Uganda Police Force (UPF) is set to quiz Uganda’s wealthiest businessmen as part of an investigation into consignments placed on a chartered plane carrying national banknotes, Chimp Corps report.
The men who have been listed for questioning include MTN Uganda Chairman Charles Mbire and Café Javas proprietor, Omar Mandela.
The duo is expected to meet with detectives at CID headquarters in Kibuli, Kampala on Tuesday, June 18, 2019.
Police spokesperson Fred Enanga on Monday said the law enforcement body has so far interviewed several directors, managers and employees on the process of procuring new banknotes.
These, according to Enanga, include the directors of banking, legal and auditors as well Additional statements were obtained from ENHAS, Uganda Revenue Authority and customs officials.
He, however, added that, “Further arrangements were in place to obtain statements from United Nations, USAID and selected business persons who are mentioned in the transactions.”
On the chartered plane, Mbire said he had a jerry can of adhesive for his boat while Mandela had machinery for Mandela Millers Ltd.
“It was only 20 liters of adhesive glue for my boat,” Mbire was quoted as saying this past weekend.
“I bought it from London and gave it to a shipping agent, Allied Cargo.
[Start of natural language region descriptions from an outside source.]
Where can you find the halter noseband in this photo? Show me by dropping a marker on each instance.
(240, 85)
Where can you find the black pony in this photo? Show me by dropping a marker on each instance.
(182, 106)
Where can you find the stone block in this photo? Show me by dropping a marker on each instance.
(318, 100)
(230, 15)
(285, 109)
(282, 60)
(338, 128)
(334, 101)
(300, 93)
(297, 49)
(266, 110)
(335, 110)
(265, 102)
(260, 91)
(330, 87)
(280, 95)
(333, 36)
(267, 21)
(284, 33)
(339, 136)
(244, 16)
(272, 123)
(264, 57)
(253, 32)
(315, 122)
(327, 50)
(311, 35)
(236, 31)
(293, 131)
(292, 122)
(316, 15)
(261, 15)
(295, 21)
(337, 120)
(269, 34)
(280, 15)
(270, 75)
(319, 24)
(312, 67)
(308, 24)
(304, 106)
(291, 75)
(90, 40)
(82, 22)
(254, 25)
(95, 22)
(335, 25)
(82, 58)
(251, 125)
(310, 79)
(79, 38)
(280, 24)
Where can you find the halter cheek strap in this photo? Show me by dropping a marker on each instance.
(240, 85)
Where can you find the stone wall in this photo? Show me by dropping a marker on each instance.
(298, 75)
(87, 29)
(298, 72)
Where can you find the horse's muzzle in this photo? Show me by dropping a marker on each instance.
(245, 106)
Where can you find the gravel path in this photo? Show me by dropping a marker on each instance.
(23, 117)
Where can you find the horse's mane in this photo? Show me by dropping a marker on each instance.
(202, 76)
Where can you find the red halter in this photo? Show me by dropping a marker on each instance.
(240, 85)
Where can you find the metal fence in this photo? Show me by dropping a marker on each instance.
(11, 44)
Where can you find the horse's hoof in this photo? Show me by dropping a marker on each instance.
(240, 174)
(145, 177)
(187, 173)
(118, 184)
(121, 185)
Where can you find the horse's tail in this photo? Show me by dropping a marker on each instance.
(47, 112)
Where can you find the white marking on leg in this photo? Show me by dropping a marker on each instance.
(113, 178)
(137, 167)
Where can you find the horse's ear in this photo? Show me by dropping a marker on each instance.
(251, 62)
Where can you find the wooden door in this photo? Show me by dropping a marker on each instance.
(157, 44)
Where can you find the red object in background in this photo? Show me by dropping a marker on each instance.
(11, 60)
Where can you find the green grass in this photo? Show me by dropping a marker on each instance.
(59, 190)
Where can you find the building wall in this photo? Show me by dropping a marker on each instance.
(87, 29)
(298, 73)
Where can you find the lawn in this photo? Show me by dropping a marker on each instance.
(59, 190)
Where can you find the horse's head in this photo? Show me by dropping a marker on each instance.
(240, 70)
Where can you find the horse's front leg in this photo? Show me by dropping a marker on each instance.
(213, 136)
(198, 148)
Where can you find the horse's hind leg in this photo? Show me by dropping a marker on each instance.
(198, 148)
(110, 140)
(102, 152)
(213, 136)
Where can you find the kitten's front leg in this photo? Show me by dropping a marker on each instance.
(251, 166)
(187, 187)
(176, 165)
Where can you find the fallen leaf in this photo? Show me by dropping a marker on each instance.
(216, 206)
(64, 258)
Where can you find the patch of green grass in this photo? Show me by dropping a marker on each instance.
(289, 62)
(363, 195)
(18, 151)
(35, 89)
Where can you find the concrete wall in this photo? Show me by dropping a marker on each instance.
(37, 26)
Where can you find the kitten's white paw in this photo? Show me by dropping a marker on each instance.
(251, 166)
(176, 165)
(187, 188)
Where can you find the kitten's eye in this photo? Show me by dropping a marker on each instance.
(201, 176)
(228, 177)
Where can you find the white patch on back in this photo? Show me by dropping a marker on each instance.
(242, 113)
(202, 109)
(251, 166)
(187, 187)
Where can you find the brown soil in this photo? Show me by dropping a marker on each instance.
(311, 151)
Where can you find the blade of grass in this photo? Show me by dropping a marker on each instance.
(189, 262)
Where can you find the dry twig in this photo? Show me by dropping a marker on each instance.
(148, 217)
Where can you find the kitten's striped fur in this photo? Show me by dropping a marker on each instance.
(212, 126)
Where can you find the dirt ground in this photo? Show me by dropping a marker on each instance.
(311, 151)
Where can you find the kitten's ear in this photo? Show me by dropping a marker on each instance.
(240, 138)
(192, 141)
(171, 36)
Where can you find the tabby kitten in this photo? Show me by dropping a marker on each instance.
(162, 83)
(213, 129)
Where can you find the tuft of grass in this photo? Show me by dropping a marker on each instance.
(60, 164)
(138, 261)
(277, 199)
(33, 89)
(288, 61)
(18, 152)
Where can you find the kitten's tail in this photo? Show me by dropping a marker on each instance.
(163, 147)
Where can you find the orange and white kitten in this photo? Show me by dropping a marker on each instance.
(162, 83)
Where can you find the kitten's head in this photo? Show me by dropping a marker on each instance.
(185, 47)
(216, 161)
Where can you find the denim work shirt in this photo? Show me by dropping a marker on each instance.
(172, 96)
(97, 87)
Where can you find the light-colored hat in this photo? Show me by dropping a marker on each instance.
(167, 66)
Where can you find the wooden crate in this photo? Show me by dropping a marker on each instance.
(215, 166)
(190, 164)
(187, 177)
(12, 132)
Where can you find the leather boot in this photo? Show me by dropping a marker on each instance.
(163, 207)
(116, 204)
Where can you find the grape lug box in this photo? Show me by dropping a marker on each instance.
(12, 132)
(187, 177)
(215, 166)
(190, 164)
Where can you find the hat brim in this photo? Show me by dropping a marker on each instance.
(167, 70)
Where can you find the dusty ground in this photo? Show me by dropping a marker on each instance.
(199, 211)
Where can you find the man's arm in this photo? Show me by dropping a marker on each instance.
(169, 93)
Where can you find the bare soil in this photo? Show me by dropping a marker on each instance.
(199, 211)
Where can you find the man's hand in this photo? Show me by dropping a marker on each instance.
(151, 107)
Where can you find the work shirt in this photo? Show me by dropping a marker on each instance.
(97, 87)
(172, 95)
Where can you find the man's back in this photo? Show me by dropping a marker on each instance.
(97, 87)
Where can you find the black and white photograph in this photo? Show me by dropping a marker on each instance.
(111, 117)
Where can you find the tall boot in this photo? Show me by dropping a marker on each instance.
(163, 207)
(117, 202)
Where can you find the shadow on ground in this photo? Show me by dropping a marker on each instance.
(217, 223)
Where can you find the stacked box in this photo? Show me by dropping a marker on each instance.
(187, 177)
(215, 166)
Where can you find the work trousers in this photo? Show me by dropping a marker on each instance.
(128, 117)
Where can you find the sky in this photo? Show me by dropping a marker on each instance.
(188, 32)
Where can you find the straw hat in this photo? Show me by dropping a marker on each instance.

How they shipped it here, I don’t know,” he emphasised.
Mbire further said he only “picked it (unbranded adhesive) from the airport and it was cleared in the normal way.”
Officials said the summoned business persons “are not suspects” but are needed to “provide clarifications and documentation” in regard to the queried consignments.
United Nations and USAID are yet to issue a statement on the development.
Enanga today said police’s areas of interest are “how the need for printing arose, who initiated the request, whether there was approval from the board or not, the entire procurement and supply chain. The amounts and serial numbers of the notes printed and how the non-official but genuine notes could have arose.”
A high ranking security official briefed about the investigation said the entire procurement process of the banknotes was “thoroughly examined” but that investigators were yet to find any ill motives on the part of BoU staff.
“But this doesn’t mean that the investigation is concluded. We are reviewing statements recorded by several people whom we have been interrogating since last Tuesday,” said a reliable official who spoke on condition of anonymity to speak freely.
URA said in a statement last week that a private chartered plane arrived in April 2019 and as normal practice for sensitive cargo customs facilitated clearance of the currency at the tarmac in presence of BOU Officials, BOU Security, Aviation Security, Police and other security agencies.
“The consignment (20 pallets of banknotes) was offloaded, inspected and loaded on BOU vehicles and taken to Kampala under heavy security escort,” he said.
“As per normal customs clearance procedure, this cargo (of business persons) was offloaded into the licensed bonds at the airport and subsequently the owners made customs declarations, paid applicable taxes and Customs physically verified each consignment to ascertain accuracy and consistency with the declaration and released the goods to the owners,” he added.
But investigators will have corroborate this assertion after interviewing Mbire, Mandela and others.